A vida de um refugiado que fugiu ao Daesh na cisterna de um camião e naufragou no mar Egeu conta-se em 6000 palavras no livro De Mosul a Alfeizerão em 6000 palavras, a lançar nesta sexta-feira nas Caldas da Rainha.
“Após tantos tormentos para fugir à guerra e à morte”, Daud Al Anazy chegou a Lisboa a 17 de Dezembro de 2015, “num voo cheio de esperança” e vontade de “encontrar um sítio tranquilo” onde pudesse “refazer a vida e descansar de tanta incerteza”.
Encontrou esse sítio a cerca de 100 quilómetros, numa freguesia de Alcobaça, onde foi alojado com mais um iraquiano e um eritreu.
A ideia do livro partiu de Helena Lopes Franco, professora que no último ano tem ensinado português ao grupo de refugiados e autora da obra escrita “a quatro mãos”, cujos lucros “revertem integralmente para ajudar Daud a refazer a sua vida”, disse a professora à Lusa.
A vida do mais novo de nove filhos de um talhante de Mossul, no Iraque, conta-se nos nove capítulos do livro que aborda desde a infância feliz, num tempo “sem sobressaltos nem contrariedades”, à juventude empreendedora do rapaz que aos 18 anos iniciou o seu negócio como taxista e, dois anos depois, em 2011, com os lucros, abriu um café.
“Tinha uma vida muito, muito boa”, afirmou Daud à Lusa. Mas “tudo mudou” quando em Junho de 2014 os radicais do Daesh (acrónimo árabe que designa o grupo jihadista Estado Islâmico) tomaram Mossul e fizeram da cidade a capital do seu autoproclamado Califado.
Dos irmãos de Daud, três eram polícias (dois dos quais foram mortos pelo Daesh) o que fazia com que o café fosse frequentado por “polícias, membros do Governo e muitas pessoas importantes”, recorda o jovem a quem quiseram “obrigar a dar os nomes e moradas dos clientes”.

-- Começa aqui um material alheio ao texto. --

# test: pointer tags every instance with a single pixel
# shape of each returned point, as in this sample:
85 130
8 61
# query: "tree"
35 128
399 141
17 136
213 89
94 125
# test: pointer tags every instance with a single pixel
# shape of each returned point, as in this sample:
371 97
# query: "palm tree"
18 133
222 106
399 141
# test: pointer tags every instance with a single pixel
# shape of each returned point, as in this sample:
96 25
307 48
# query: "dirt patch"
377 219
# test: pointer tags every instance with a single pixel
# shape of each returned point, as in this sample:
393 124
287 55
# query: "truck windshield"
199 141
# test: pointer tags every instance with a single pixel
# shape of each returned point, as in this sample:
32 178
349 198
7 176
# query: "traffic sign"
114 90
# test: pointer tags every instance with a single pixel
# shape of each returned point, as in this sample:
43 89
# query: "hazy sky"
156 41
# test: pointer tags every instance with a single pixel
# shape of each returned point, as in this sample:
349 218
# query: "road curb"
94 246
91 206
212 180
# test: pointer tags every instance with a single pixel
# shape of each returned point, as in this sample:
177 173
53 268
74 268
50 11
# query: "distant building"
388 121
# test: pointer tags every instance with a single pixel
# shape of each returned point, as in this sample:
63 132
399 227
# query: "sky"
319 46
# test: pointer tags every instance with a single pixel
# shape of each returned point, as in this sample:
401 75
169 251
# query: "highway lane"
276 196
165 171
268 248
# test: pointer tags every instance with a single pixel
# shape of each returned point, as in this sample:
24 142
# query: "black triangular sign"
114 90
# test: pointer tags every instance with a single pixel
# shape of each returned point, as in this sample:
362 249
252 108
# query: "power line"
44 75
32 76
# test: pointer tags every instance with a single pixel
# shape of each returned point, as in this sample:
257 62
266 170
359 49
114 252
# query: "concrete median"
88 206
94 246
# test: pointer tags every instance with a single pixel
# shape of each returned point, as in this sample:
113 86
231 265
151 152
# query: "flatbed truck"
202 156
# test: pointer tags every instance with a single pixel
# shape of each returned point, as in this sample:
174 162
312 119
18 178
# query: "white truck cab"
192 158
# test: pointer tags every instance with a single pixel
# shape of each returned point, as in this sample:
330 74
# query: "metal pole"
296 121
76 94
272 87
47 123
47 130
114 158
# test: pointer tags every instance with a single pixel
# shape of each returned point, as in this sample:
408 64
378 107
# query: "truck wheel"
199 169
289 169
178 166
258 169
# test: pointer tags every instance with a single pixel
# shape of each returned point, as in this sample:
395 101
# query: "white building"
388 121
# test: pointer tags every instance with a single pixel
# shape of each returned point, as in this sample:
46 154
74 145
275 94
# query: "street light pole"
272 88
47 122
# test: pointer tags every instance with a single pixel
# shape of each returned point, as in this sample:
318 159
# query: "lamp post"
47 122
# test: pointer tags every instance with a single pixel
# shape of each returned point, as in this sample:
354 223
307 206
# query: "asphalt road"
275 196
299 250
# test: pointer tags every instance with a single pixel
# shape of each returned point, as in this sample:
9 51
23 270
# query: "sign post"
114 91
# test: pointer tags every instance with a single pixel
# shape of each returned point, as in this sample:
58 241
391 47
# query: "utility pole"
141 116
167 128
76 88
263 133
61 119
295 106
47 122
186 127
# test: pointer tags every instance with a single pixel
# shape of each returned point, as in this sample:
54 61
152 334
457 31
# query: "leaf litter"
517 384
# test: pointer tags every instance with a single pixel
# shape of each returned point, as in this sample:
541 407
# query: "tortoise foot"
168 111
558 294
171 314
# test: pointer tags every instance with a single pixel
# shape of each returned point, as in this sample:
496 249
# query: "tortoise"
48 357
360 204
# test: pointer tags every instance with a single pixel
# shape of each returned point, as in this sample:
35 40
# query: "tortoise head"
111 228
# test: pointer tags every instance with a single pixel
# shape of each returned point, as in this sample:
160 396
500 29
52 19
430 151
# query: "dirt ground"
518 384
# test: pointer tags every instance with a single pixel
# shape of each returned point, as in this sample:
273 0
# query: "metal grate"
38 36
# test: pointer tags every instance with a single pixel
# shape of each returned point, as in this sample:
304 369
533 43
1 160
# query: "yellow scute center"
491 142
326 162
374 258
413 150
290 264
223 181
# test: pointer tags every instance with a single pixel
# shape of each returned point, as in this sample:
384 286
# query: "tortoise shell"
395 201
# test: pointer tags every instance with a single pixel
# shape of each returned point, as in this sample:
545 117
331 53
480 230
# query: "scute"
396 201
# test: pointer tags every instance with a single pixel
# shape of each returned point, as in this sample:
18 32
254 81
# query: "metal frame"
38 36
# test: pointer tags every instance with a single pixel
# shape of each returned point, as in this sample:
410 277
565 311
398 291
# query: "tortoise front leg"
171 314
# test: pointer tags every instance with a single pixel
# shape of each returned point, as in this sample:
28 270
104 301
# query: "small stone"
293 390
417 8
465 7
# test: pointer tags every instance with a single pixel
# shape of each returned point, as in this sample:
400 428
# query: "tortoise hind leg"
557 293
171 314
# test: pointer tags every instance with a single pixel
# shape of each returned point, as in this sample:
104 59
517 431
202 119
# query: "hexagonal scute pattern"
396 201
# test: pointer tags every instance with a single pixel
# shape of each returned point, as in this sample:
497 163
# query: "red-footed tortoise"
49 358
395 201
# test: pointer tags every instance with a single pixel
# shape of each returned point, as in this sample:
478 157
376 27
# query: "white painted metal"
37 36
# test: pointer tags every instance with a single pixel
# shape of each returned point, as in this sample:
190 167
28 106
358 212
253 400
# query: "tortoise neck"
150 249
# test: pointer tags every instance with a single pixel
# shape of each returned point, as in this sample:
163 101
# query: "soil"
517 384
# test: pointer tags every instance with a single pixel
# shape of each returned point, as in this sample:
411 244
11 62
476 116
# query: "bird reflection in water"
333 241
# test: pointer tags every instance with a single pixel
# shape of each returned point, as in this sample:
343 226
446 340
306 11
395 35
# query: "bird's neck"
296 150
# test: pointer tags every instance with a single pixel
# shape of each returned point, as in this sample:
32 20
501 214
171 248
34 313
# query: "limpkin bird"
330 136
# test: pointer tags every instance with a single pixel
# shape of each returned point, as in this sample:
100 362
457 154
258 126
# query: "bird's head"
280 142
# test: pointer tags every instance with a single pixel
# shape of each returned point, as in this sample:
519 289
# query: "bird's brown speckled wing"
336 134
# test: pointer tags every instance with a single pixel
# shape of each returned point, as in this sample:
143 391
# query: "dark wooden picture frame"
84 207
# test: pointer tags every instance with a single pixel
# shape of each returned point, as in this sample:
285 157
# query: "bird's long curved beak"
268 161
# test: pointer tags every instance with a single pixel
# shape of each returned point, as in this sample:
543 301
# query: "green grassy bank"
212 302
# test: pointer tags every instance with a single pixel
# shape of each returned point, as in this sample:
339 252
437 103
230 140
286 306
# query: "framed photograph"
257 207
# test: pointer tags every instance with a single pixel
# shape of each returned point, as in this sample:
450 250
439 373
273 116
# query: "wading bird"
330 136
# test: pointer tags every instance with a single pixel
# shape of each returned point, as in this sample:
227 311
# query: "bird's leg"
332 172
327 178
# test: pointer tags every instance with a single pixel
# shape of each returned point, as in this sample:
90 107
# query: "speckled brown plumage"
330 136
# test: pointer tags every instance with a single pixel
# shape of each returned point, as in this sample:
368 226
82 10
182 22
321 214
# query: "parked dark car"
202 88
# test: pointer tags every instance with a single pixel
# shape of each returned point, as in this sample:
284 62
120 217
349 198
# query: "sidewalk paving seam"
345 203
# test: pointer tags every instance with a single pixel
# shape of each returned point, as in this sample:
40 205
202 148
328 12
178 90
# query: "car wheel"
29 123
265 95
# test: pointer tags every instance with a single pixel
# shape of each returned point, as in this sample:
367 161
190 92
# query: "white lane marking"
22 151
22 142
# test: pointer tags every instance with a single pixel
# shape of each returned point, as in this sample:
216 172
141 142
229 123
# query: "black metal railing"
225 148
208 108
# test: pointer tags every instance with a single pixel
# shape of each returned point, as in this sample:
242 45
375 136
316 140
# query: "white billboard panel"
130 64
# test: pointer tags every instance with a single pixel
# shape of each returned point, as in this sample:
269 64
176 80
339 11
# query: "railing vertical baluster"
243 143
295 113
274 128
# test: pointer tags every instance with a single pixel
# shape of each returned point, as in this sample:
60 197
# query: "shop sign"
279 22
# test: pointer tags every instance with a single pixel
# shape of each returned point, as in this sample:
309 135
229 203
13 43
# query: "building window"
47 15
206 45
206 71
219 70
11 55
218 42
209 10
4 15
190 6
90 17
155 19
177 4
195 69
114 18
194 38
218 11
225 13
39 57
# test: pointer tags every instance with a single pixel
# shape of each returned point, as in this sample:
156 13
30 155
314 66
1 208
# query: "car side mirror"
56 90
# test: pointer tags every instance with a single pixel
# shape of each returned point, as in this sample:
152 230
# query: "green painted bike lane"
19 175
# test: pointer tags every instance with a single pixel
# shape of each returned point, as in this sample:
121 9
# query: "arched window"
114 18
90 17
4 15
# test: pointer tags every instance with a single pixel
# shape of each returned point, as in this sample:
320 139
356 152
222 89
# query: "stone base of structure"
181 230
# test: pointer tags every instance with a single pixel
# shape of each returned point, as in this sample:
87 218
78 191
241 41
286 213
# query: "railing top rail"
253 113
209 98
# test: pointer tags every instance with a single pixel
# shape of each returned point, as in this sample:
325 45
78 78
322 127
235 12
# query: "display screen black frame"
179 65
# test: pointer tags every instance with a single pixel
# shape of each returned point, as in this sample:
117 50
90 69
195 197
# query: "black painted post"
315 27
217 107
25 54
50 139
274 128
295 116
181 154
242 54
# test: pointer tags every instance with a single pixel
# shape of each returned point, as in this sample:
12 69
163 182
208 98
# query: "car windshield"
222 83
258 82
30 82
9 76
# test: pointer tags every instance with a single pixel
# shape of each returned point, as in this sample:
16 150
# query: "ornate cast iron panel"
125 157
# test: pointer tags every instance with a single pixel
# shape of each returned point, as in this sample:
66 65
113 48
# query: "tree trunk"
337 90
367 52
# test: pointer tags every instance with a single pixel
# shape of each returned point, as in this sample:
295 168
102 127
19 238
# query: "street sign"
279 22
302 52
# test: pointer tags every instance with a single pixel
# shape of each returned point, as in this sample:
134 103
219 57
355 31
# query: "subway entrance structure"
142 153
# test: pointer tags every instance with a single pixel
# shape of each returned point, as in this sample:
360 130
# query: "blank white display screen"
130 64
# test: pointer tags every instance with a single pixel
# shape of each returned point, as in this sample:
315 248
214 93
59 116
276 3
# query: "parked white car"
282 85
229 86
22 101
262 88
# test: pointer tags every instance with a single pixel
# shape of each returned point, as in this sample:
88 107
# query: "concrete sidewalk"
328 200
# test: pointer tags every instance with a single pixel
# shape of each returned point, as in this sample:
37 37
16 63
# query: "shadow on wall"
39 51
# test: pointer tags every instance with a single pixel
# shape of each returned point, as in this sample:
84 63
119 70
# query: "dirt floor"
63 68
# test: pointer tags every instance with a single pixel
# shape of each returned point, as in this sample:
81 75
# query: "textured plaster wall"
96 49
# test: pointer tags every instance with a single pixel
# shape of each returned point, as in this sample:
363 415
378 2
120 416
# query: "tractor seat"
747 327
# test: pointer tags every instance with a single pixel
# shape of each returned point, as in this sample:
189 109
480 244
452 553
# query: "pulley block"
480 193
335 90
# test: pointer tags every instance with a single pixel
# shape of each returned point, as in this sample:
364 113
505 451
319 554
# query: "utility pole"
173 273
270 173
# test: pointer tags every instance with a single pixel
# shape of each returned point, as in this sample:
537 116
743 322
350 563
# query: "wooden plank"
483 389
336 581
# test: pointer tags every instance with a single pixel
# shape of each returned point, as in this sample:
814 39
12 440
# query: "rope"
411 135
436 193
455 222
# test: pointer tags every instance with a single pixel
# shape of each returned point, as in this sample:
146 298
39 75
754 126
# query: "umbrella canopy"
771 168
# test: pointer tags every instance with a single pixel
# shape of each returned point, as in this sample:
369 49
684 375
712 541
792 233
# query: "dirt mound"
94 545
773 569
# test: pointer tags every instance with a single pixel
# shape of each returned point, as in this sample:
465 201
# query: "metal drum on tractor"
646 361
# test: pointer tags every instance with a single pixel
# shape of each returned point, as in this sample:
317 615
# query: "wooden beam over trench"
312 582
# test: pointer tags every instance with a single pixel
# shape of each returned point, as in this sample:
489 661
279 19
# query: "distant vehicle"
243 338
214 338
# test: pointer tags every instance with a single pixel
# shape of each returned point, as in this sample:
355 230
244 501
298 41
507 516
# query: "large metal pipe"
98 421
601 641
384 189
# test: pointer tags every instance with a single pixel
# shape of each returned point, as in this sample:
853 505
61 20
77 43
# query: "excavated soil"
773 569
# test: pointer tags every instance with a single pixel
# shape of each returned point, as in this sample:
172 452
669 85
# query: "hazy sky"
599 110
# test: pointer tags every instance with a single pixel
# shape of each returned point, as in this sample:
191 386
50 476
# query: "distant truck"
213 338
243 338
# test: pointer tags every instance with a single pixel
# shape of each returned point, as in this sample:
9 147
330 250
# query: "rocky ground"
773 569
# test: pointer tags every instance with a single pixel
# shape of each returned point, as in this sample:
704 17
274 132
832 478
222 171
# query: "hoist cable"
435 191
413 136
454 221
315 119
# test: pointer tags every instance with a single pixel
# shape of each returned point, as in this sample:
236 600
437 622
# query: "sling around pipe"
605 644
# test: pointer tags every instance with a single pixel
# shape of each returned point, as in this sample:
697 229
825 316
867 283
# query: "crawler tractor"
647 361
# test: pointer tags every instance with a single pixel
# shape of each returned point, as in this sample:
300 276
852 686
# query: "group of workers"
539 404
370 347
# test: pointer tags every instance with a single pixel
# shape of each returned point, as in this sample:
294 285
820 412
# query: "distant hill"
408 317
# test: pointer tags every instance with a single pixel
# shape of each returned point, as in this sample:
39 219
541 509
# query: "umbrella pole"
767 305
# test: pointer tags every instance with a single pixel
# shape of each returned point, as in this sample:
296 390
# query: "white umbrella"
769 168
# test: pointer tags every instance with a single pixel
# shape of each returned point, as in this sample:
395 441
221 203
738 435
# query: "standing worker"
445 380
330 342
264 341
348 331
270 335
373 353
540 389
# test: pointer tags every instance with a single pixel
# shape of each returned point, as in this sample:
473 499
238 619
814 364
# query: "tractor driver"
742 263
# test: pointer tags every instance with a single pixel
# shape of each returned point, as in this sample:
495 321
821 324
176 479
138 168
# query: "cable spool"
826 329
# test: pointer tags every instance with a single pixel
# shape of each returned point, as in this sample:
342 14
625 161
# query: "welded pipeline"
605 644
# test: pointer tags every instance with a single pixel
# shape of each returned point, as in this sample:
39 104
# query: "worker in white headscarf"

Recusou e foi preso, acusado de ser “fumador e vestir à ocidental”. Foi condenado a 80 chicotadas que o deixaram “inconsciente” e sem pele das costas, conta no livro. A essa prisão seguiram-se mais três. O café fechado. O táxi parado.
Quando o pai lhe ordenou que partisse porque não queria “chorar a morte de mais filhos”, Daud comprou, por mil dólares, a fuga para a Síria. A viagem foi feita no depósito de um camião cisterna, apinhado de adultos e crianças, intoxicados com o cheiro do petróleo, da urina e da fezes. “Não éramos seres humanos, apenas carga”, relata ainda no livro.
Da Síria caminhou dois dias até à fronteira com a Turquia, que atravessou a fugir das balas. Depois de 10 dias na Turquia, pagou 1700 dólares ao dono de um barco que o atravessaria até à ilha de Lesbos, na Grécia. Eram 300 pessoas num barco de oito metros e dois andares que, ao fim de meia hora, se afundou no mar Egeu.
Um colete de 10 dólares e uma bóia a que se conseguiu agarrar (com duas crianças de dois e quatro anos) durante as mais de quatro horas que esperou para ser resgatado salvaram-lhe a vida.
Foi “o último a ser salvo”. No mar deixou “os documentos, o dinheiro, o telemóvel com fotos e vídeos, tudo o que tinha”, disse à Lusa.
Depois de um mês e meio num campo de refugiados viu-se finalmente a caminho de Alfeizerão, onde vive agora. É empregado na Casa do Pão do Ló, fala português, tem conta no banco e está a tirar a carta de condução, com a cabeça a fervilhar de ideias, como “voltar a ter um táxi” e “namorar uma portuguesa”.
Nesta sexta-feira apresenta o livro no Centro Cultural e de Congressos das Caldas da Rainha.